Noticed that the method accessed the registry and that the return value depended on what was found.

 

Searched online for: HKLM\System\CurrentControlSet\Services\SignalR\Performance

And found this article: http://www.asp.net/signalr/overview/performance/signalr-performance

 

Based on the article I decided to install SignalR performance counters by:

1. Installing the NuGet package: signalr.utils

2. Then installing the SignalR performance counters with:

SignalR.exe ipc

 

This was the solution!

After continuing execution, the loop ended and site initialization continued normally.

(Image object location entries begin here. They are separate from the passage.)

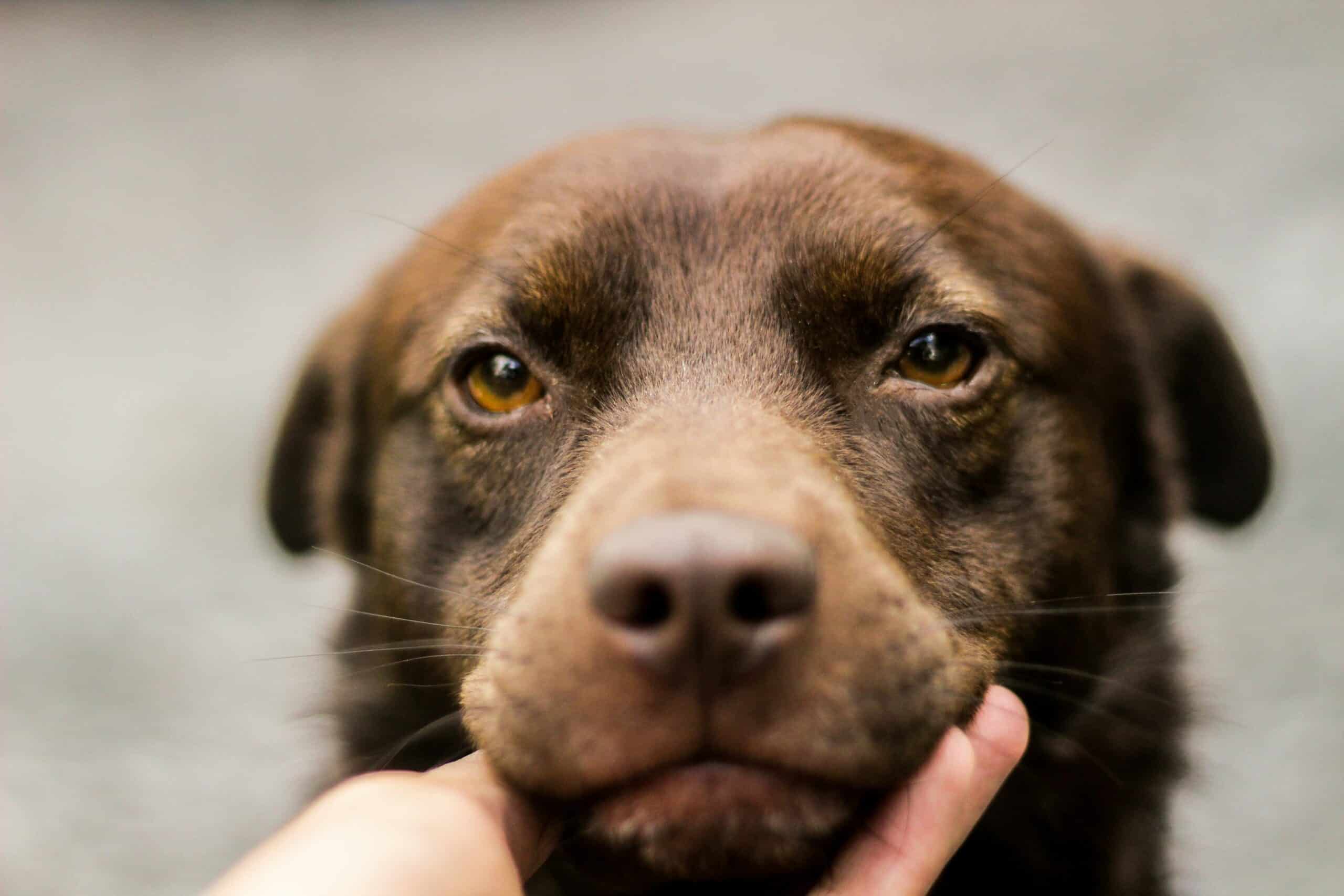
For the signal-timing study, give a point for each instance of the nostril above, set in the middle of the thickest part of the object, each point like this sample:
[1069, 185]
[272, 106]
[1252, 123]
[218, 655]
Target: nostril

(The issue occured with version 2.2.1 of SignalR and version 4.6.1 of .NET, but targeting version 4.5)

Conclusion

A site using SignalR can hang with an endless loop when initializing, if the SignalR performance counters are not installed.

A combination of tools like Process Monitor, ILSpy and WinDbg can be used to discover the cause of an endless loop in 3rd party or framework code.